Turkey: Current account deficit narrows slightly in January
Turkey’s current account deficit narrowed slightly to USD 1.9 billion in January from USD 2.0 billion in the same month a year prior (December 2020: USD -3.2 billion). However, the print came in higher than market expectations of a USD 1.7 billion shortfall and marked the 15th consecutive month of a deficit as lingering lira weakness and the impact of the global health crisis continued to weigh on the country’s external position. Meanwhile, the current account deficit decreased fractionally to USD 36.6 billion on a 12-month rolling basis at the start of the new year (December 2020: USD -36.7 billion).
The improvement in the headline reading reflected a markedly smaller merchandise trade deficit as goods imports fell 7.9% year-on-year in January (December 2020: +10.5% yoy), notably outpacing the marginal 0.2% year-on-year drop in exports (December 2020: +15.1% yoy). On the other hand, a notably smaller services trade surplus weighed on the headline reading: The tourism sector continued to feel the pinch from the Covid-19 crisis, with arrivals down over 70% in January compared to the same month in the previous year—the strongest fall since August 2020—amid renewed travel restrictions abroad.

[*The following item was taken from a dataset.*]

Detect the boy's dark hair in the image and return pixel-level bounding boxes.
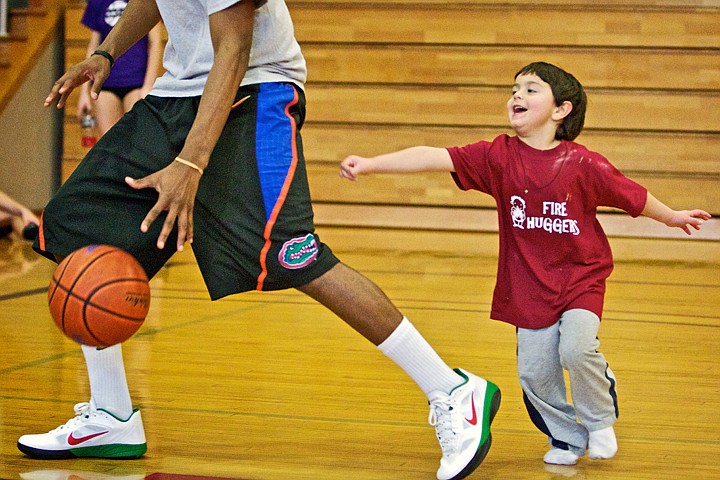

On the financial front, there was a net inflow of USD 1.6 billion in January, swinging from the USD 2.1 billion net outflow recorded in January 2020 (December 2020: USD 8.9 billion net inflow) and likely supported by the lira rally in the opening stretch of the year. The net inflow reflected strong portfolio investments amid non-residents obtaining local equity and debt, as well as bonds. Furthermore, domestic bank deposits of non-residents expanded. On the other hand, local banks increased their currency and deposits within their foreign counterparts. Lastly, official reserves rose by USD 3.6 billion.